Giving Neutron Stars to Caesar

by Oct 22, 2017Sermons

Matthew 22:15-22

Paying Tax to Caesar

Why don’t the children come forward and sit here at the front on the floor. I’ll need two volunteers in a minute, but first. What makes somebody of value? What makes them worth knowing? {Children give answers}

We show value in different ways also, by talking about them, by spending time with them, by celebrating them. Think about what things we value here on a Sunday morning. Watch through the rest of the service and think about what things you think we value most as a community and come tell me afterwards. Does anybody have any idea why I gave you this to colour in? Hold up the star drawing. This past week astronomers witnessed a collision between two Neutron stars for the first time. A Neutron Star is the smallest and densest star known to exist. They are only about 12 miles wide. That’s less than 1/100 the size of the moon. It’s less than the milage by driving from here to Watford or directly North to the M25. But a teaspoon of neutron star weighs about a billion tons. So they aren’t big but they are very heavy. These two stars started 200 miles away.

{Two children are invited to be volunteer Neutron Stars}

The two stars started circling at 30 times a second. Gradually going faster and faster as they got close to each other. Eventually reaching 200 orbits a second before they collided. BANG. The collision produced very heavy elements like Gold, Uranium and Platinum, In fact it is believed that nearly all Gold and Platinum comes from collisions like this. Which perhaps is why Gold they are so rare and so expensive.
Think, if you have a bit of gold in a ring on your finger or in your necklace or an earing – you are literally wearing stardust.

And you are all wondering what on earth I’m going on about this for. So we come to today’s Gospel. Jesus is put in a trap, like when a Newsnight interviewer gets a politician in the chair – keen to catch him out. ‘Is it lawful to pay taxes to the Emperor?’ Obviously, the people of Israel were under Roman occupation, they resented paying taxes to the Emperor. Equally, if he straight out says they shouldn’t be paying taxes he’d be seen as inciting an uprising and the Roman authorities would need to step in. So Jesus gives a clever answer he looks at one of their coins and asks whose face it is – the emperor – so give to the emperor what is the emperor’s and to God what is God’s.

Of course, what isn’t God’s – after all, whose image are we all made in – according to the story of creation we are made in God’s image. This bit of the gospel is one of those cases where Jesus’ cleverness in navigating the trap can lead us to think we should value cleverness above all else. But then that is the very trap the church sometimes falls into, there can be an expectation that we need to pass a test to prove we understand what we believe to be a part of the community. But fundamentally, this passage highlights the silliness of the worldly value we place on things. Yes, Jesus speaks a lot about money in the Gospel, about us using it wisely and generously. Because he sees that we can too easily put all our valuing of life based on money. ‘If it’s so important to the emperor that this money has his face on it, then give it to him,’ because in the end – everything is created by the one true God. The God who instills a value in us, not because of what we can do, or earn or know. A God who values us not because we are good company or entertainment or think the same thing. The God who loves and values us because we are. We are created beings, made with the same mystery and beauty as two neutron stars colliding. By the God of love and out of love.

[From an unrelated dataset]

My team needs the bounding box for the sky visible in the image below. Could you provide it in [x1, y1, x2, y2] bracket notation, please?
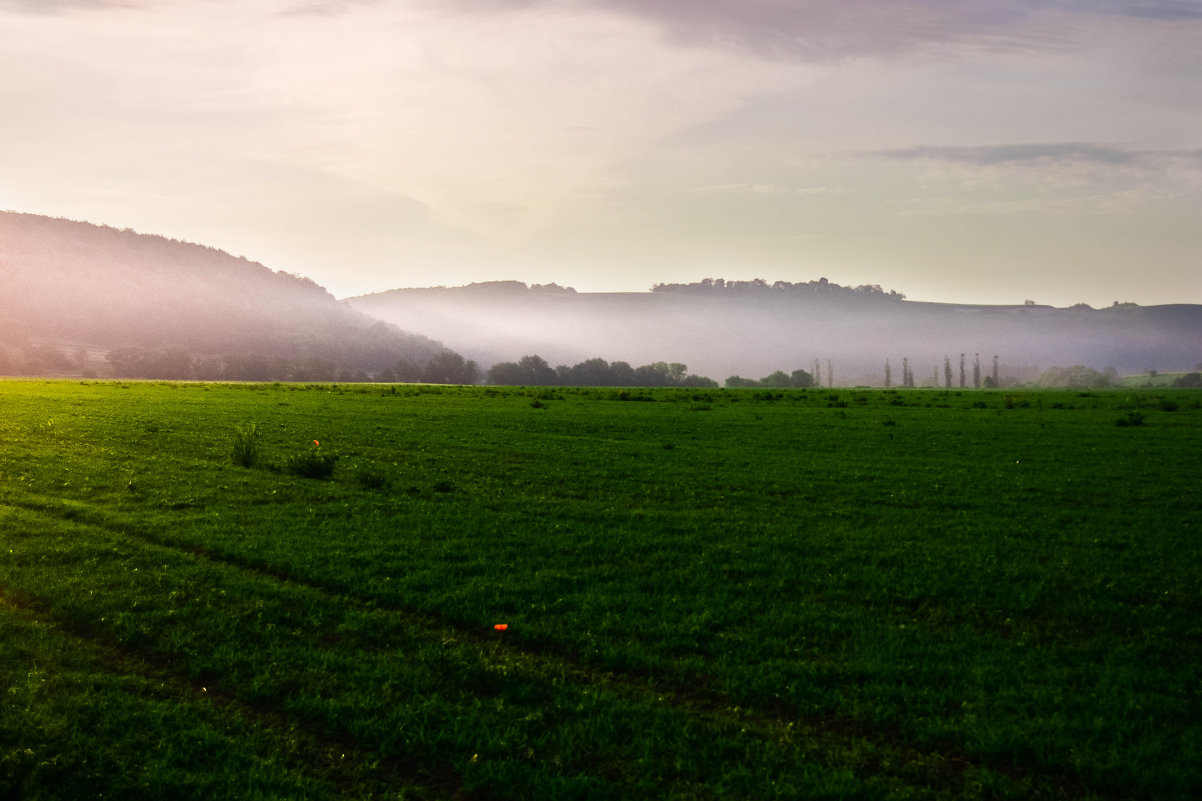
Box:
[0, 0, 1202, 307]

So give to the Emperor what is the Emperor’s, but remember that it all belongs to God, and so give your own self, your life your very being, to follow the God of love, who knows you, who made you and who sent Christ that you might know him. And follow the example this God puts before you to love one another with that same generous grace, not because of what somebody’s worldly value is, but because they are one of God’s beloved creations, mysteriously, beautifully and wonderfully made.

The Reverend Robin Sims-Williams

Midweek Services

As the parish church one of our central tasks is to ensure that each day the people of the Child's Hill are prayed for. You can join in with this at All Saints Church on the following days and times. Mondays - 9.20am - Morning Meditation A shorter and more reflective...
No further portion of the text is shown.